API POST Request works with Postman but not with Scrapy

33 views Asked by At

I am making a POST request to an API, and it works fine over Postman but not in Scrapy. This is the 400 Status error Scrapy gives me:

2024-03-19 03:02:08 [scrapy.downloadermiddlewares.cookies] DEBUG: Received cookies from: <400 https://somesite.com/api/search> Set-Cookie: sUniqueID=20240319100208-50.106.12.146-dj56d4dide; expires=Sun, 19-Mar-2034 10:02:08 GMT; path=/; secure; HttpOnly

2024-03-19 03:02:08 [scrapy.core.engine] DEBUG: Crawled (400) <POST https://somesite.com/api/search> (referer: None) 2024-03-19 03:02:08 [scrapy.spidermiddlewares.httperror] INFO: Ignoring response <400 https://somesite.com/api/search>: HTTP status code is not handled or not allowed 2024-03-19 03:02:08 [scrapy.core.engine] INFO: Closing spider (finished) 2024-03-19 03:02:08 [scrapy.statscollectors]

This is my Scrapy code:

from scrapy.loader import ItemLoader
from scrapy.http import FormRequest
import scrapy
from some_scraper.items import SomeItem
from scrapy_playwright.page import PageMethod

class SomeScraperSpider(scrapy.Spider):
      name = 'someScraper'
    
      def start_requests(self):
          url = ('https://somesite.com/api/search')
    
          headers={
                'User-Agent': 'Mozilla/5.0 (Windows NT 10.0; WOW64)',
                'Content-Type': 'application/json',
                'Host': 'somesite.com',
                'Accept': '*/*',
                'Accept-Encoding': 'gzip, deflate, br',
                'Connection': 'keep-alive'
            }
    
          frmdata={"token": "eg7t4q6p6pdv59m1cn22e58vmphiv2",
                   "cols": ["colmX", "colmY"],
                   "max": "80"
                   }
    
          yield scrapy.FormRequest(url=url,
                                   callback=self.parse_categories,
                                   headers=headers,
                                   formdata=frmdata,
                                   meta={'playwright': True})

settings.py:

BOT_NAME = "some_scraper"
USER_AGENT= 'Mozilla/5.0 (Windows NT 10.0; Win64; x64)'

SPIDER_MODULES = ["some_scraper.spiders"]
NEWSPIDER_MODULE = "some_scraper.spiders"

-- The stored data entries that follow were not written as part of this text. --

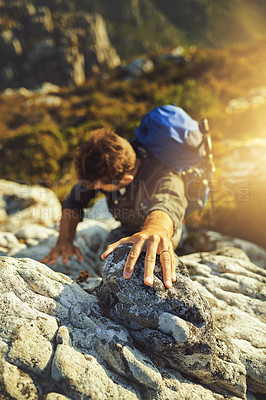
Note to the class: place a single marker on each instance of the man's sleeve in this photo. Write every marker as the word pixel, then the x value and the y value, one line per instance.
pixel 78 199
pixel 169 195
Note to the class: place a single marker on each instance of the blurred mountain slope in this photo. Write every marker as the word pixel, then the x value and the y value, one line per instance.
pixel 137 26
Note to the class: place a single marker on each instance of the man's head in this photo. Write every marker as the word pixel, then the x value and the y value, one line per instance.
pixel 105 158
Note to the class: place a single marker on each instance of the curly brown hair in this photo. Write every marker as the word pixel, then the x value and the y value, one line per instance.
pixel 104 156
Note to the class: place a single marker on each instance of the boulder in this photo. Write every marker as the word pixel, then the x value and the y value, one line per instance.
pixel 59 342
pixel 63 47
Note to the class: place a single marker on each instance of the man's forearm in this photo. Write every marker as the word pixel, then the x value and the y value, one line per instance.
pixel 68 225
pixel 160 222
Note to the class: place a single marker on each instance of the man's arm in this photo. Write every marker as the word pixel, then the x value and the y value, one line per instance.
pixel 155 238
pixel 64 246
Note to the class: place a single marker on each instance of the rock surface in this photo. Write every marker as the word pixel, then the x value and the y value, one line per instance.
pixel 133 341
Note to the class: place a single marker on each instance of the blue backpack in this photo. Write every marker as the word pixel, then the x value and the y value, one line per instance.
pixel 176 140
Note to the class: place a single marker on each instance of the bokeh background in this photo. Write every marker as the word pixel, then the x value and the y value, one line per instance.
pixel 67 67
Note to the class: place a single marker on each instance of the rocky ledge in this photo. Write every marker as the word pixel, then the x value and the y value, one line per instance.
pixel 203 339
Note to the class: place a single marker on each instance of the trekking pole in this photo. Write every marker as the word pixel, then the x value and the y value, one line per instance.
pixel 210 167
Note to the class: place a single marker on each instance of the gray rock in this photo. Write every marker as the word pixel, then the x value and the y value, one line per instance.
pixel 211 240
pixel 235 290
pixel 24 203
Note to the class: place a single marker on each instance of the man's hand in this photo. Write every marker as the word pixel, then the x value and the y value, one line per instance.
pixel 155 238
pixel 63 249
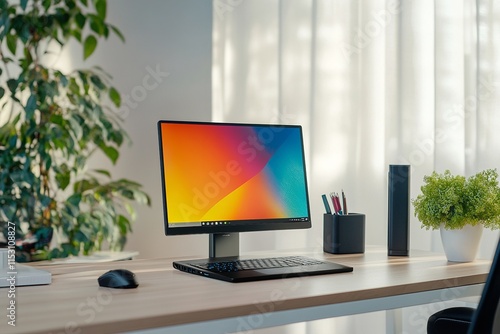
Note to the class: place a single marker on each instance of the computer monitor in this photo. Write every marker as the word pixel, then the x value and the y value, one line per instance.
pixel 225 178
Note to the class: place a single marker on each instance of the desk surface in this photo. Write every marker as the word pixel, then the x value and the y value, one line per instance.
pixel 74 303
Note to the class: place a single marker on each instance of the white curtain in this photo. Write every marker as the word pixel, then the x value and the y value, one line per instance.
pixel 373 83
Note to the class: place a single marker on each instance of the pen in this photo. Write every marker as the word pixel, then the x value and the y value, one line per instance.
pixel 335 208
pixel 327 206
pixel 337 201
pixel 344 202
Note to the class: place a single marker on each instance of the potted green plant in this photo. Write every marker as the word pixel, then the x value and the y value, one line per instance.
pixel 460 207
pixel 51 123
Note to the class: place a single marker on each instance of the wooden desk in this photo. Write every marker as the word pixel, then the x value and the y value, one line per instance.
pixel 185 303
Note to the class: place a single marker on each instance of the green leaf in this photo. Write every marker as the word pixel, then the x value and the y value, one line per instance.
pixel 12 43
pixel 80 20
pixel 89 46
pixel 103 172
pixel 63 179
pixel 115 97
pixel 110 152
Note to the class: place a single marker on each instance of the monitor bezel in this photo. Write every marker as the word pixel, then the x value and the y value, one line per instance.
pixel 243 225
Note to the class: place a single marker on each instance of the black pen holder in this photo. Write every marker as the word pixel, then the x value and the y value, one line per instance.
pixel 344 234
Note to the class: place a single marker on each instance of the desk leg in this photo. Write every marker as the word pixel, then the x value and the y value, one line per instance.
pixel 394 321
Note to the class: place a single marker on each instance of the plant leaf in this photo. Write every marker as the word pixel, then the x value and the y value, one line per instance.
pixel 110 152
pixel 115 97
pixel 89 46
pixel 12 43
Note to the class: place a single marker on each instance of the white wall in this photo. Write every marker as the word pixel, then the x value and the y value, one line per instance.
pixel 174 37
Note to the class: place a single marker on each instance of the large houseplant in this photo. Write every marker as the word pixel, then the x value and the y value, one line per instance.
pixel 459 207
pixel 51 123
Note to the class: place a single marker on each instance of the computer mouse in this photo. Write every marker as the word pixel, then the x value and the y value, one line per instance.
pixel 118 279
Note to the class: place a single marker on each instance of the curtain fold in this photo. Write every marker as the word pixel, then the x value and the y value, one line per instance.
pixel 373 83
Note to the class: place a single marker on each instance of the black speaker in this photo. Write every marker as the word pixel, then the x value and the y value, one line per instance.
pixel 399 210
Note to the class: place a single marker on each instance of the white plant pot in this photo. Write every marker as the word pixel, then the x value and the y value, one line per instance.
pixel 461 245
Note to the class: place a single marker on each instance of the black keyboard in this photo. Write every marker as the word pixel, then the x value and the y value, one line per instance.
pixel 252 264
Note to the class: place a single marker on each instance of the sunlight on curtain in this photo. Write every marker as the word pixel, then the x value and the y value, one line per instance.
pixel 373 83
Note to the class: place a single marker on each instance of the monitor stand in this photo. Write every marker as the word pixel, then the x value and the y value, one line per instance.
pixel 224 245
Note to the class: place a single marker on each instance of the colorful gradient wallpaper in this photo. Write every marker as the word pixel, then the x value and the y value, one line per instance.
pixel 227 172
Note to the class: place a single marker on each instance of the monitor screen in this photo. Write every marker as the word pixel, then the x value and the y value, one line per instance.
pixel 227 177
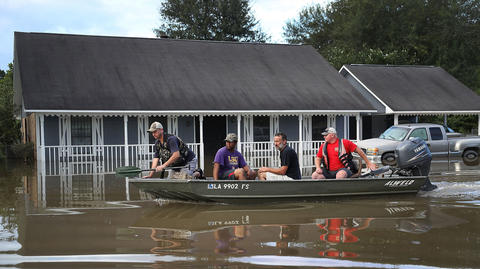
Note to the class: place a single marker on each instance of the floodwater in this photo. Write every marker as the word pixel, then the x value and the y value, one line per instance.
pixel 99 221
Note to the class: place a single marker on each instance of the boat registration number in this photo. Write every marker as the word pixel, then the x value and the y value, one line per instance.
pixel 228 186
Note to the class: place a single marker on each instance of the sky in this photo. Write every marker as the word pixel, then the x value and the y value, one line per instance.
pixel 117 18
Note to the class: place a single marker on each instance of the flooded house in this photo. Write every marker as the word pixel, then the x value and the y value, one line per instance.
pixel 87 101
pixel 401 93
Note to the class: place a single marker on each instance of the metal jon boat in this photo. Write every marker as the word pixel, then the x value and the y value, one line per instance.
pixel 229 191
pixel 410 176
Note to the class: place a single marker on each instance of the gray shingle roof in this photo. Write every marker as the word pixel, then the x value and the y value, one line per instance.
pixel 416 88
pixel 76 72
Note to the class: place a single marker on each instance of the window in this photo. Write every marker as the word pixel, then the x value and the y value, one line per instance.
pixel 420 133
pixel 261 128
pixel 81 130
pixel 319 123
pixel 436 133
pixel 394 133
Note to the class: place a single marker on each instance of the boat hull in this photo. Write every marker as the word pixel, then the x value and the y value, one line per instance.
pixel 256 190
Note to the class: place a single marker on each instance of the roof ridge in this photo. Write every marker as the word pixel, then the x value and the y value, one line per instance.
pixel 165 39
pixel 395 65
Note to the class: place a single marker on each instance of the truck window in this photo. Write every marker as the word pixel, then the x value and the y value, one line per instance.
pixel 436 133
pixel 420 133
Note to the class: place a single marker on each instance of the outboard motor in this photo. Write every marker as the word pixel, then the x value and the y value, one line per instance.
pixel 413 159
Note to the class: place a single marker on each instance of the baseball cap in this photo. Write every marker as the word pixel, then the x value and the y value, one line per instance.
pixel 231 137
pixel 329 130
pixel 155 125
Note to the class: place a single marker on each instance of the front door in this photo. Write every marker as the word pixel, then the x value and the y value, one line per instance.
pixel 214 132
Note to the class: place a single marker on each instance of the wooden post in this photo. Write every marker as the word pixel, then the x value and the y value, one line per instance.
pixel 202 148
pixel 478 125
pixel 125 131
pixel 300 141
pixel 239 131
pixel 359 127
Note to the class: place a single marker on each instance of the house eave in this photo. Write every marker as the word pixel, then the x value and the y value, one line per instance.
pixel 197 112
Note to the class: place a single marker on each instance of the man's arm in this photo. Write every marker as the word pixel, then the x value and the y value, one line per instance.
pixel 170 160
pixel 216 167
pixel 154 165
pixel 279 171
pixel 370 165
pixel 318 164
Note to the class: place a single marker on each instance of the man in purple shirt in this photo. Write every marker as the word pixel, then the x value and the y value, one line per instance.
pixel 229 163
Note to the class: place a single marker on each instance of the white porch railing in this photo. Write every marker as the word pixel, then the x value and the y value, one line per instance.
pixel 258 154
pixel 91 159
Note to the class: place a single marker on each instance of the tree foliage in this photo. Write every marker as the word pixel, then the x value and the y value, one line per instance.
pixel 9 126
pixel 227 20
pixel 443 33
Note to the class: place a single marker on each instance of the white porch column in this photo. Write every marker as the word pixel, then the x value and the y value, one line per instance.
pixel 37 137
pixel 274 125
pixel 300 141
pixel 202 148
pixel 42 138
pixel 125 134
pixel 172 125
pixel 239 144
pixel 359 127
pixel 478 125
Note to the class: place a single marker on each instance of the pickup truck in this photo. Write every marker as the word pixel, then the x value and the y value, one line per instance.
pixel 443 146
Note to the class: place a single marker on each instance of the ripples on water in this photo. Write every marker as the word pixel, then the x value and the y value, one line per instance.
pixel 81 224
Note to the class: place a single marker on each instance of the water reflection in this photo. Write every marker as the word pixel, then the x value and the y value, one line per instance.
pixel 95 216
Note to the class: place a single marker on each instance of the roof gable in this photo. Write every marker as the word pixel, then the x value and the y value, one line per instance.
pixel 416 88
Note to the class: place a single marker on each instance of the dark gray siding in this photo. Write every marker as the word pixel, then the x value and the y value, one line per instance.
pixel 113 131
pixel 289 126
pixel 132 130
pixel 51 131
pixel 185 129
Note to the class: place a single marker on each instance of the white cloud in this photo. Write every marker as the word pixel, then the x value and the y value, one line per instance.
pixel 273 14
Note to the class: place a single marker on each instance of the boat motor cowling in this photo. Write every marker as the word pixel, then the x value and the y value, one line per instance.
pixel 413 155
pixel 414 159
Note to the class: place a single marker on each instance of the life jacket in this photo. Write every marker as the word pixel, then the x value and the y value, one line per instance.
pixel 165 153
pixel 345 158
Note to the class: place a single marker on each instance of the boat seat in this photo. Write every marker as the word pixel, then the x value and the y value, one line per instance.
pixel 358 162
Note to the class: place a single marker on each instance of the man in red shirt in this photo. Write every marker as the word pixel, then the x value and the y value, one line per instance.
pixel 335 161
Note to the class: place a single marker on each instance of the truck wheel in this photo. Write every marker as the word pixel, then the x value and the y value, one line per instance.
pixel 389 159
pixel 470 157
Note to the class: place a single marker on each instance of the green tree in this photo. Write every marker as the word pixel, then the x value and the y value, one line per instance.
pixel 226 20
pixel 9 126
pixel 443 33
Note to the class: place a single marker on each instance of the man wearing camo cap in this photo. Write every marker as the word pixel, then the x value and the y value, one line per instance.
pixel 171 150
pixel 229 163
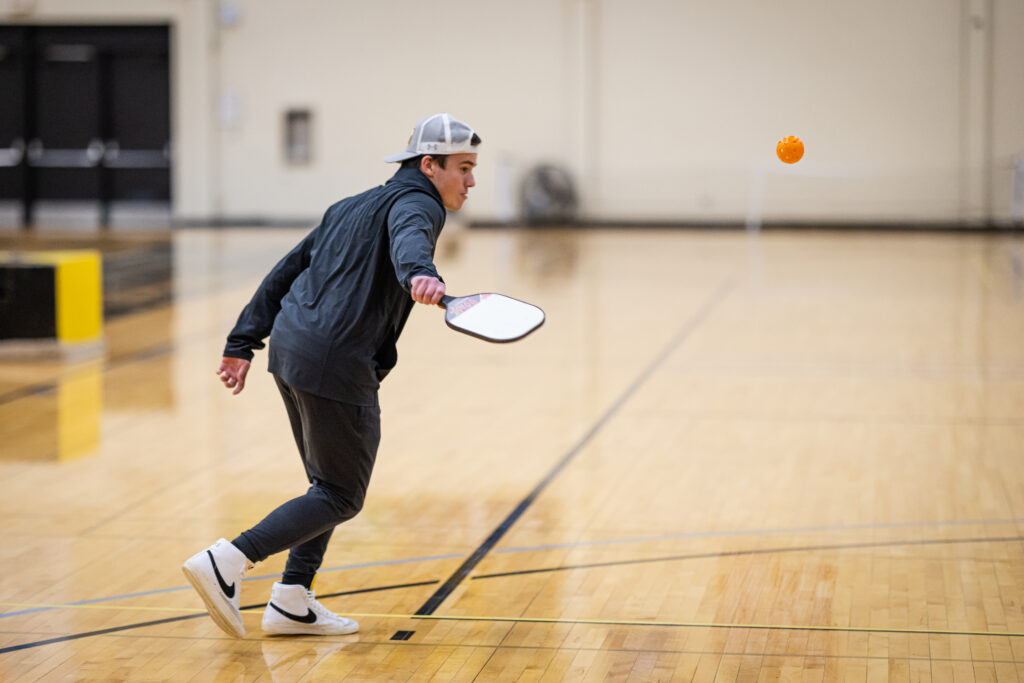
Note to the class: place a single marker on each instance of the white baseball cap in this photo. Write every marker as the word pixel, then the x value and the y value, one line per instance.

REQUEST_FINGERPRINTER_IMPLEMENTATION = "2.7"
TWISTED_REACTOR = "twisted.internet.asyncioreactor.AsyncioSelectorReactor"
FEED_EXPORT_ENCODING = "utf-8"

ROBOTSTXT_OBEY = False
DOWNLOAD_HANDLERS = {
    "http": "scrapy_playwright.handler.ScrapyPlaywrightDownloadHandler",
    "https": "scrapy_playwright.handler.ScrapyPlaywrightDownloadHandler"
}
TWISTED_REACTOR = 'twisted.internet.asyncioreactor.AsyncioSelectorReactor'

main.py:

from some_scraper.spiders.src import SomeScraperSpider
from scrapy.crawler import CrawlerProcess

def main():
    process = CrawlerProcess(settings={
        'COOKIES_DEBUG': 'True',
        'COOKIES_ENABLED': 'True',
        'PLAYWRIGHT_LAUNCH_OPTIONS':{
            'headless':'False',
            'timeout':2000*1000
        },
        'PLAYWRIGHT_BROWSER_TYPE':'firefox',
        'PLAYWRIGHT_SETTINGS':{
            'acceptsCookies': 'True',
        }
    })
    process.crawl(SomeScraperSpider)
    process.start()

if __name__ == '__main__':
    main()

In Postman I make this POST request:

POST https://somesite.com/api/search

In the Postman body, I put in:

{"token": "eg7t4q6p6pdv59m1cn22e58vmphiv2",
 "cols": ["colmX", "colmY"],
 "max": "80"}

The Headers in Postman show:

Authorization: Bearer eg7t4q6p6pdv59m1cn22e58vmphiv2
Cookie: __RequestVerificationToken=UzaS9tX-IM3KTLlNTsQw9nklSnxplY4ehkAKnIjZw5aJ2BjEZ8oGB7bi6IKQOjdxf-izYKUq2_-g-JxK1_QjuvhOFDuBELzSwlyfol_UcBg1; fb_SessionId=66cuv1enskencmluva229q5ohnpj43; sUniqueID=20240208013723-50.106.12.146-m5mf01hk0k
Postman-Token: <calculated when request is sent>
Content-Type: application/json
Content-Length: <calculated when request is sent>
Host: <calculated when request is sent>
User-Agent: PostmanRuntime/7.36.3
Accept: */*
Accept-Encoding: gzip, deflate, br
Connection: keep-alive

In both Postman and Scrapy the Token is added to the Body before being sent, not the Headers. But even when I add the the Token and Cookie to the Scrapy header I receive the same result.

0

There are 0 answers